CHICAGO (GenomeWeb) – As the International Cancer Genome Consortium moves toward its goal of categorizing 25,000 tumor genomes by 2018, a cloud-based informatics tool to support computational research on this data is quickly maturing.
The Cancer Genome Collaboratory, a cloud hosted by the Ontario Institute for Cancer Research in Toronto, underpins a public infrastructure for analysis of cancer genome sets. Funded mostly by the Canadian government, it went into general production in June following three years of development and testing.
This infrastructure now boasts 2,600 computing cores and 8 petabytes of storage, according to Lincoln Stein, head of adaptive oncology at OICR, a professor of molecular genetics at the University of Toronto, and leading principal investigator for the Cancer Genome Collaboratory. Plans are to expand it to 4,600 computing cores and nearly 15 PB of storage.
The data set now has whole genomes on about 2,400 donors and another 2,000 exomes, comprising 650 terabytes of data, Stein added.
As of September, the collaboratory was supporting 31 distinct projects and 73 registered users from nine different countries. "These are exclusive of our internal users from the beta test period," Stein explained. During the test period, five PIs tested the evolution and heterogeneity of tumors, methods of variant calling, drug targeting, indexing, and compression on this infrastructure, Stein noted.
The Cancer Genome Collaboratory infrastructure follows the Global Alliance for Genomics and Health's application programming interface to move genomic data around from multiple sources, based on the needs of collaboratory participants.
"We have developed a simple-to-use, but fast and secure, data-transfer tool that imports genomic data from cloud object storage into the user's compute instances," OICR bioinformatician Junjun Zhang wrote in a poster presented at the Cold Spring Harbor Laboratory genome informatics conference early last month on New York's Long Island.
The poster said that the collaboratory had "successfully demonstrated interoperability" with an instance of The Cancer Genome Atlas data set at University of Chicago's Bionimbus Protected Data Cloud and several ICGC data sets hosted on Amazon Web Services.
The poster noted that the Pan-Cancer Analysis of Whole Genomes alone produced more than 800 terabytes worth of sequence alignments, variants, and interpretation data on upwards of 2,800 patients.
"A data set of this size requires months to download and significant resources to store and process," the poster said. "By making the ICGC data available in cloud compute form in the collaboratory, researchers can bring their analysis methods to the cloud, yielding benefits from high availability, scalability, and economy offered by cloud services, avoiding large investment in compute resources and eliminating time for download."
Prospective users must apply for Cancer Genome Collaboratory access on the project's website by describing their proposed research. Researchers also need ICGC permission to access the control tier of that organization's data, which generally takes a week or two, according to Stein.
"Once a researcher is approved to use it, they use it on a cost-recovery basis," Stein said. The collaboratory charges about one-third what AWS does for cloud access, though the program is still adjusting its pricing. "We're a not-for-profit, and that is basically supporting the cost of our hardware maintenance," he noted.
"The type of analyses that the data set has been used for is, for example, a very detailed survey of the amount of heterogeneity in two genomes," Stein said. The group working on this has found that more than 97 percent of cancer genomes have multiple subclones, he said.
Using clocklike signatures of mutational processes, the same group has been able to do "genomic archeology and figure out when the earliest mutations occurred" in a tumor, Stein continued. "In most patients, the changes are a decade prior to diagnosis. In some patients, you can go back 50 years and find the earliest mutations in the tumor," he said.
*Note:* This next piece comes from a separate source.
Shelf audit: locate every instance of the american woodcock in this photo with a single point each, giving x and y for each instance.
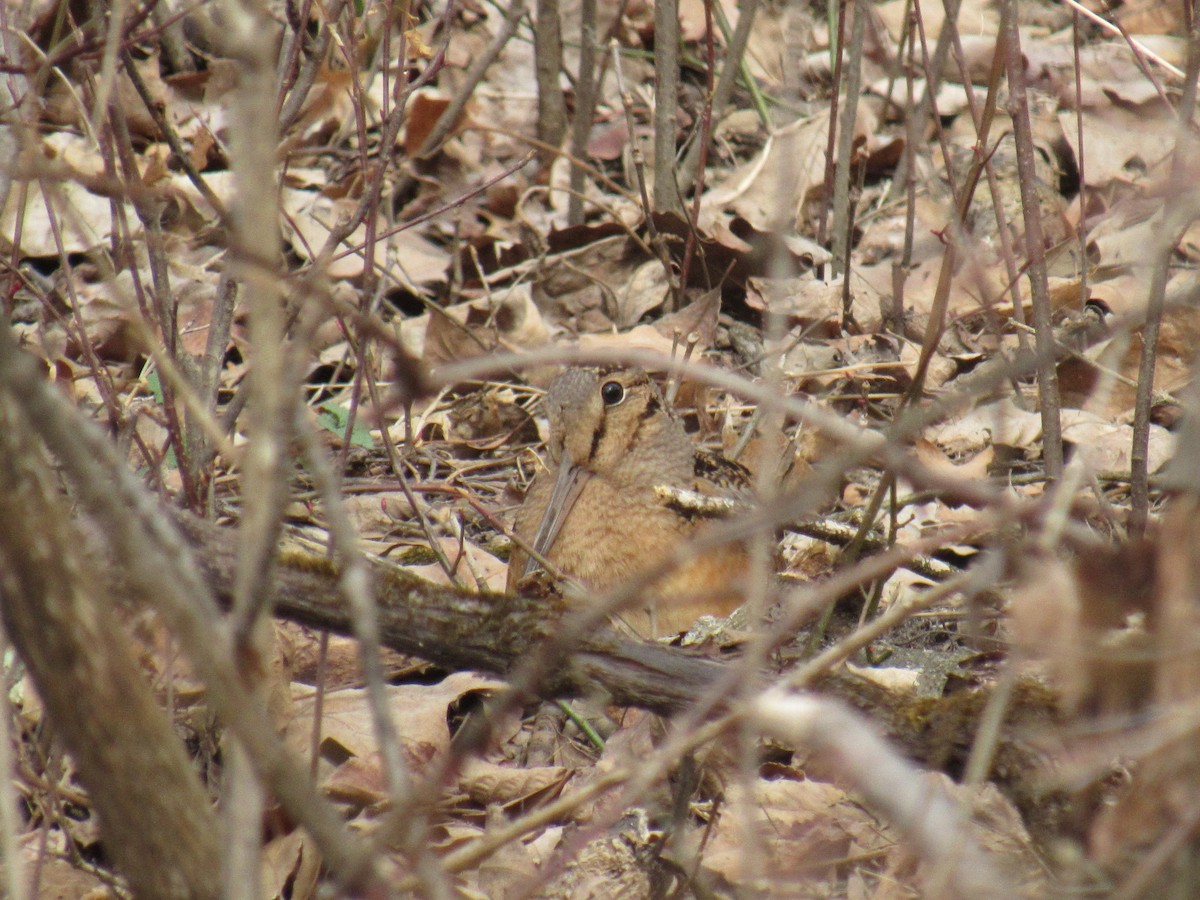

"I don't want the collaboratory to take credit for this, but the resource has been used to make these discoveries."
The collaboratory infrastructure also has shown promise for benchmarking mutation calling methods and supporting development of new methods to predict functional impacts of genetic mutations.
Stein said that internal collaboratory users have published 33 papers in the last year. "I'm expecting to see lots of publications arising over the next year," he said.
The system has the funding to operate for another year and a half, though OICR is looking for other public funding sources.
"At the end of our initial grant period, we're not going to be self-sustaining," Stein said. "We'll probably be sustaining about a quarter of our costs, but we have accumulated cost savings over the course of the project." He said they are working with Compute Canada, a nationwide network of high-performance computing centers, to assure that OICR can maintain the Cancer Genome Collaboratory over a longer time period.
"The project has been on time and under budget," Stein said. He also pointed to a "healthy inflow of users" but that the Cancer Genome Collaboratory could support more users because it is only at about 30 percent of capacity and is planning on increasing computing power.
"For users who need more compute resources than we have, we have made sure that the resource is compatible with the Amazon API so that a researcher who writes his code inside the collaboratory can move it to Amazon with little disruption, and we have created a series of software tools that allows the data sets to be moved back and forth among multiple clouds in a very transparent fashion," Stein said.